A few days ago, the Association of Fiction Creators, which also publishes Ficțiunea magazine, awarded several prizes—an occasion for a gathering in the garden of the Filipescu Cesianu House on Calea Victoriei.
Founded and led by Doina Ruști, the Association brings together around 400 people—established artists from all artistic fields, as well as individuals involved, in one way or another, in the idea of fiction: photographers, providers of artistic content, fictionalizers of everyday life, exegetes, supporters, or consumers of fiction, all aware that they are taking part in a hybrid artistic construct. In short: creators of fiction.
This term is not accidental. Fiction is not always creation. In essence, it is a subjective simulation of reality, a fabrication. Fictura (in Latin) refers to a “deceptive” figure—a symbolic and personal representation of the world. A synthesis.
We are currently witnessing a creative explosion. On a mass scale—exactly as Nietzsche foresaw—humanity participates in a hyperconstruct assembled on social networks from images, text, music, and film. People who have never read literature in their lives meticulously build the astonishing story of socks turned, with a single cut of scissors, into talking gloves. The action is filmed, posted online, commented on. Others make new videos to comment on that video. This is only a tiny fragment of our daily life, which has reached all the arts and now discreetly guides even the avant-garde.
For decades now, the arts have entered into a mélange that makes any return to classical structures and means impossible. “Things are happening,” said Mircea Cărtărescu when receiving the award for Best Character. It is comfortable to step outside the artistic bubble, noted Eugen Jebeleanu, the young director from the National Theatre in Bucharest. The arts do not exclude one another—this has long been known—but today we are speaking primarily about participation. In the “meta-verse,” to paraphrase the title of a book by Dan Mircea Cipariu, hybrid art begins.
This is precisely why we gathered, toward evening, in a garden—a traditional and typically Bucharest setting—to celebrate visionary artists. This is why Jebeleanu’s The Seagull was awarded: an experience of rereading a classical work, an artistic manifesto. For the same reason, we needed a character like Theodoros—both classical and contemporary, symbolic and memorable. Verses from Levantul floated above the garden, and the gathering coalesced around the hallucinatory Horodok by Adi G. Secară. Because we need aesthetic change.
The Association of Fiction Creators used the awards as a pretext to present, in fact, seventeen exceptional artists.

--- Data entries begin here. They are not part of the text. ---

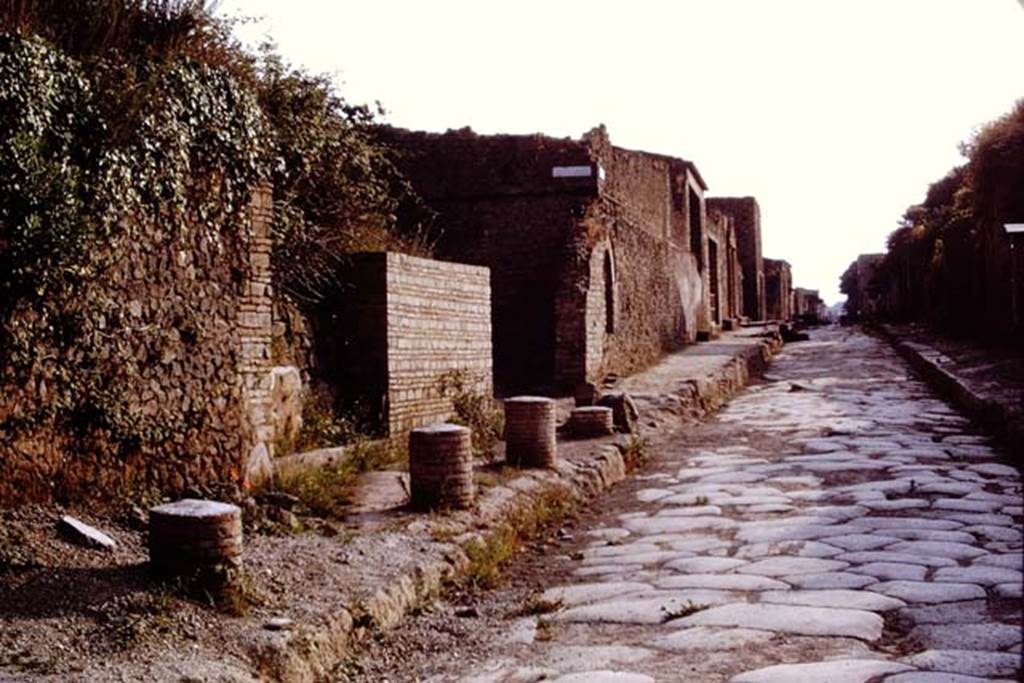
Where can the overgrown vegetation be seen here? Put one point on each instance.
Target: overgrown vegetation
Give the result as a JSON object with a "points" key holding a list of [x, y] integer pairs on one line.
{"points": [[636, 452], [487, 557], [948, 262], [119, 114], [325, 492], [476, 410]]}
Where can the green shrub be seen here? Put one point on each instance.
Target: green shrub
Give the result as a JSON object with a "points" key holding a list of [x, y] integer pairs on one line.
{"points": [[475, 410]]}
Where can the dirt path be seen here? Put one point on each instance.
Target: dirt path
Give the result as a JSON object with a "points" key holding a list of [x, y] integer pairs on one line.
{"points": [[837, 522]]}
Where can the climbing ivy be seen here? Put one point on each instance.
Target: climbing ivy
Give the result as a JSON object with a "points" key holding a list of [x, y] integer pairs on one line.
{"points": [[83, 168]]}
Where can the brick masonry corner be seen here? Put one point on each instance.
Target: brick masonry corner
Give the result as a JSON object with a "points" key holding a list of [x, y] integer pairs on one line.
{"points": [[311, 651]]}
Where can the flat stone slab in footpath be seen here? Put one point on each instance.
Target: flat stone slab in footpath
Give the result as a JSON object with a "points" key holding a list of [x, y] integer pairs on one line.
{"points": [[783, 565], [573, 657], [927, 592], [839, 598], [705, 638], [838, 671], [80, 532], [969, 636], [937, 677], [792, 619], [580, 594], [604, 677], [976, 663], [643, 609]]}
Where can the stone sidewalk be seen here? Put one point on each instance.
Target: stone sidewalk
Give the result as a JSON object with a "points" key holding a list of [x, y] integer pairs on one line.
{"points": [[986, 382], [334, 586], [837, 523]]}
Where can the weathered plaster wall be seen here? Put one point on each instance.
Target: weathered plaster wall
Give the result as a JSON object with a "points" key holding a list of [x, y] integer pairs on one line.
{"points": [[778, 290], [398, 327], [747, 220], [545, 240], [438, 322], [183, 355]]}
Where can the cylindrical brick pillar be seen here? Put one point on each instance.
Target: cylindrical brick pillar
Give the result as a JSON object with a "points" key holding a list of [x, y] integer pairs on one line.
{"points": [[591, 421], [194, 538], [440, 467], [529, 431]]}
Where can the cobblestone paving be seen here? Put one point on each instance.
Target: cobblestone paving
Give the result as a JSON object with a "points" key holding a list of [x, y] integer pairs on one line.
{"points": [[837, 523]]}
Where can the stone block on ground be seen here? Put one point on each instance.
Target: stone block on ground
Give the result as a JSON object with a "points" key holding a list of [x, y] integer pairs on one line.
{"points": [[193, 535], [591, 421], [625, 414], [79, 532], [440, 467], [529, 431]]}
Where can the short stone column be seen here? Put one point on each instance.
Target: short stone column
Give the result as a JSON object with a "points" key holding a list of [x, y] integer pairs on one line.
{"points": [[529, 431], [591, 421], [195, 539], [440, 467]]}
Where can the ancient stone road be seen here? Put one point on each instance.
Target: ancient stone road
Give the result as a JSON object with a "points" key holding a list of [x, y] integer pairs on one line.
{"points": [[838, 523]]}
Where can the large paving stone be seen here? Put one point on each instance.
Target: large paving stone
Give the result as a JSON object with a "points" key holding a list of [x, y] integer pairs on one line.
{"points": [[909, 522], [787, 566], [966, 505], [642, 608], [958, 536], [828, 580], [797, 548], [979, 574], [835, 671], [990, 532], [844, 598], [576, 657], [580, 594], [891, 570], [1015, 590], [956, 551], [977, 518], [904, 558], [976, 663], [651, 495], [705, 564], [792, 619], [989, 636], [649, 557], [969, 611], [646, 525], [705, 638], [1007, 560], [604, 676], [996, 470], [689, 511], [939, 677], [854, 542], [723, 582], [928, 592], [783, 529]]}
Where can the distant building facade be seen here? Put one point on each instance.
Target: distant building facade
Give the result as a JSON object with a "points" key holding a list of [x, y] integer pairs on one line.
{"points": [[747, 220], [599, 256], [778, 290]]}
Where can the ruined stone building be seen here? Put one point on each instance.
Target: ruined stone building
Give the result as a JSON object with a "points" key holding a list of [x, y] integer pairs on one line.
{"points": [[184, 394], [808, 306], [725, 292], [597, 254], [863, 289], [399, 331], [747, 218], [778, 290]]}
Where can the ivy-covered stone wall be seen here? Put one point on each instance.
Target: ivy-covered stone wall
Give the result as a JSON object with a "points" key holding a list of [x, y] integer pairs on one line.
{"points": [[184, 354], [135, 291]]}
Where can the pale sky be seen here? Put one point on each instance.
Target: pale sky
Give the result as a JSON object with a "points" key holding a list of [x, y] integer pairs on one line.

We appreciated the irony at the end of Negoescu’s film, Ceaușoglu’s craftsmanship, the denouement in Dora Pavel’s work, and the novelty of Alexandru Lamba’s novel Seven Vain Virtues and One Sinful Death.
As expected, the categories were not organized by genres or species, nor by popularity or personal favors.

These are the awards:
Refined and ingenious artistic style: Adi G. Secară – Horodok (poetry), Eikon, 2022
Hybrid creation – manifesto value: Eugen Jebeleanu – The Seagull (after Chekhov), National Theatre Bucharest
Psychological fiction with social impact: Alina Grigore – Blue Moon (Crai nou), film
Best character: Mircea Cărtărescu – Theodoros, from the novel of the same name (Humanitas, 2022)
Best ending: Alexandru Lamba – Seven Vain Virtues and One Sinful Death (Litera, 2022)
Popular fiction: Dana Ștefănescu – urban photography
Special Ficțiunea Award: Dan Mircea Cipariu – Meta-Vers (Vellant, 2022)
The ten best short stories published in Ficțiunea in 2022 were signed by Rodica Bretin, Cristi Nedelcu, Ionuț Chiva, Dana Dumitru, Roxana Dumitrache, Allex Trușcă, Andrei Ungureanu, Andrei Simuț, Roxana Ruscior, and Alexandru Lamba.
Beyond the awards themselves stood the meeting—born from a shared desire for harmony. Ioana Nicolaie and Mircea Cărtărescu interrupted their vacation to attend. I was moved by their generosity and their effort to put an end to the sterile divisions of the artistic world. I believe in the force of the creator and in the hand extended toward dialogue.
Photo: Doina Ruști, Mircea Cărtărescu, Ioana Nicolaie

Photo: Doina Ruști, Mircea Cărtărescu, Ioana Nicolaie
The event brought together writers, directors, actors, photographers, and cultural figures. Now in its second edition, the Ficțiunea Awards aim to reward novelty, meaningful detail, and achievements that belong to the great aesthetic shift of our time.
The Ficțiunea Awards are granted by the Association of Fiction Creators, founded and led by Doina Ruști.